For a detailed description of the chapters in this work, look at the detailed review by Shard here at Amazon. I found this book to be well written and authoritative and learned a few things about Euler and number theory that I hadn't known from my undergraduate and graduate training in mathematics. Yet I did not give the book five stars.

There are a couple of omissions that I find reduce it to a four star rating. My main objection is the slighting of Evariste Galois. Galois was the great French mathematician who died in a duel at the early age of 21 in the year 1832. Yet, in his short life he developed a theory of abstract algebra seemingly unrelated to the great unsolved questions about constructions with straight edge and compass due to the Greeks and yet his theory resolved many of these questions. I was very impressed in graduate school when I learned the Galois theory and came to realize that problems such as a solution to the general 5th degree equation by radicals and the trisection of an arbitrary angle with straight edge and compass were impossible.

Now, Galois theory is certainly beyond the scope of this book but so is non-Euclidean geometry and aspects of number theory and set theory that Dunham chooses to mention.

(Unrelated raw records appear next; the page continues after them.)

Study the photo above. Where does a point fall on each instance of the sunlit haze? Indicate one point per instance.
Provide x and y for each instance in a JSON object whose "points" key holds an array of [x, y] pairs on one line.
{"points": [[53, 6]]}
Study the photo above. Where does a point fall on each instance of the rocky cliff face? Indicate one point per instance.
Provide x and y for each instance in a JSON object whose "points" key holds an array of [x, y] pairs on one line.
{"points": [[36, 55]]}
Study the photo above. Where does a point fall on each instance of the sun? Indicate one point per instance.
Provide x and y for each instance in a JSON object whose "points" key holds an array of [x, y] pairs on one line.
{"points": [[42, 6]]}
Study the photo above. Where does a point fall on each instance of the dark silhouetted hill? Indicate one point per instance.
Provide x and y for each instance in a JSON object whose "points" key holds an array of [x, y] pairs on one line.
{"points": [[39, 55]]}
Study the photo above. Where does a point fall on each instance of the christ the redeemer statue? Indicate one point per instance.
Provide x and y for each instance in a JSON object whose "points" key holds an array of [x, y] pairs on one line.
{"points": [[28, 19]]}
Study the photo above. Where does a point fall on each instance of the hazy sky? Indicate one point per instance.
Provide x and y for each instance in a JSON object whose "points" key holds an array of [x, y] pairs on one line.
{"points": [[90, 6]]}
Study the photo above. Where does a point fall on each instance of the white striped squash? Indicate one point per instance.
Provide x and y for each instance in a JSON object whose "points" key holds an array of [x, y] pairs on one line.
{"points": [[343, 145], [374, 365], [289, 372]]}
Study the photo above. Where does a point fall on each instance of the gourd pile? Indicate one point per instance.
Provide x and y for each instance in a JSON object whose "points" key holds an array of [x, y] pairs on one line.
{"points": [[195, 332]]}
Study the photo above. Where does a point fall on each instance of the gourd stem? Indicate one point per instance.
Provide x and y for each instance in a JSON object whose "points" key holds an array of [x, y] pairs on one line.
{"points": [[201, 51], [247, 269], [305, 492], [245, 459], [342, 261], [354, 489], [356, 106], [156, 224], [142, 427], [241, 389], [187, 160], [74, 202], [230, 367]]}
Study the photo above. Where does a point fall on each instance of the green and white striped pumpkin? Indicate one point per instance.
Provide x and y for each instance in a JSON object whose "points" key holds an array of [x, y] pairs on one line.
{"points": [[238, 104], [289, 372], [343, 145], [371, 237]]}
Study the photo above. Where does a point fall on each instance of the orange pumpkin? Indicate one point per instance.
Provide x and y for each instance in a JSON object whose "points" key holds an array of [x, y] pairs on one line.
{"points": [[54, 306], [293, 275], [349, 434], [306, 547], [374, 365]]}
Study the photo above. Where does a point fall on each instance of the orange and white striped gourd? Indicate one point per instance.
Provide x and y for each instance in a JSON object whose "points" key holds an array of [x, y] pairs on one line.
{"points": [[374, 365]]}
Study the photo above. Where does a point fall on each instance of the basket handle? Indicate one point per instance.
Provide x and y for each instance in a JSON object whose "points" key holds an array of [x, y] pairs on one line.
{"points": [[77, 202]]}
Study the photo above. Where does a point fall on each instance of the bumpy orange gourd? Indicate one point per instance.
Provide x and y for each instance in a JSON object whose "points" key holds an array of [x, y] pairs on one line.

He spends a great deal of time on Euclid's work and the various possible constructions with straight edge and compass.

Also, in the chapter on Cardano's proof of the general solution to the cubic, he also presents the solution to the quartic and refers to Abel's result on the impossibility of the general solution to the quintic equation. This would have been the perfect place to introduce Galois who independently and at the same time in history proved the impossibility of solving the general quintic equation by radicals. Oddly Galois is never once mentioned in the entire book.

In discussing number theory and Euler's contributions, the theorems and conjectures of Fermat are mentioned. This book was written in 1991 and it presents Fermat's last theorem as an unproven conjecture.

Andrew Wiles presented a proof of Fermat's last theorem to the mathematical community in 1993 and after some needed patchwork to the proof, it is now agreed that Fermat's last theorem is true. There are a number of books written on Fermat's last theorem including an excellent book by Simon Singh. It seems that Dunham's book is popular and has been reprinted at least 10 times since the original printing in 1991. It would have been appropriate to modify the discussion of Fermat's last theorem in one of these reprintings.